Appeal by the defendant from a judgment of the Supreme Court, Queens County (Cooperaran, J.), rendered July 12, 2001, convicting him of attempted criminal possession of a controlled substance in the first degree and coercion in the first degree, upon a jury verdict, and imposing sentence.
Ordered that the judgment is modified, on the law, by vacating the conviction of coercion in the first degree, vacating the sentence imposed thereon, and dismissing that count of the indictment; as so modified, the judgment is affirmed.
The evidence, viewed in the light most favorable to the prosecution (see People v Contes, 60 NY2d 620 [1983]), established that the defendant expected the delivery of a package containing a kilogram of cocaine to the house in which he was a tenant. Instead of alerting him to the arrival of the package, as he had requested, the defendant’s landlady took the package to the police. Since the defendant’s conduct “had gone to the extent of placing it in [his] power to commit the offense unless interrupted,” he came “very near” to the accomplishment of the intended crime of possessing the cocaine, notwithstanding the interruption caused by the landlady’s diversion of the package (People v Mahboubian, 74 NY2d 174, 190-191 [1989] [internal quotation marks omitted]; see People v Sobieskoda, 235 NY 411, 419 [1923]; People v Acosta, 198 AD2d 285 [1993]; see also People *392v Rosica, 199 AD2d 773 [1993]). Thus, the evidence at trial was legally sufficient to establish the defendant’s guilt of attempted criminal possession of a controlled substance in the first degree beyond a reasonable doubt. Moreover, upon the exercise of our factual review power, we are satisfied that the verdict of guilt of that charge was not against the weight of the evidence (see CPL 470.15 [5]).

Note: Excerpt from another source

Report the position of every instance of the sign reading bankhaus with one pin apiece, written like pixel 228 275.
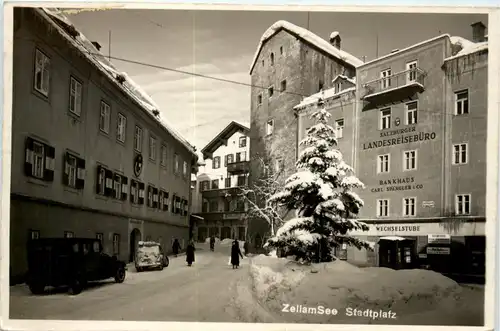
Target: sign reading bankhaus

As the People correctly concede, the conviction of coercion in the first degree was not supported by legally sufficient evidence, since the defendant’s statements to the landlady’s son that his family was in danger did not succeed in compelling or inducing the son to return the cocaine to the defendant (see Penal Law §§ 135.60, 135.65 [1]; People v Cassarino, 297 AD2d 543 [2002]; People v Wager, 199 AD2d 642 [1993]).
The parties’ remaining contentions do not require further modification of the judgment. Smith, J.P., Goldstein, H. Miller and Townes, JJ., concur.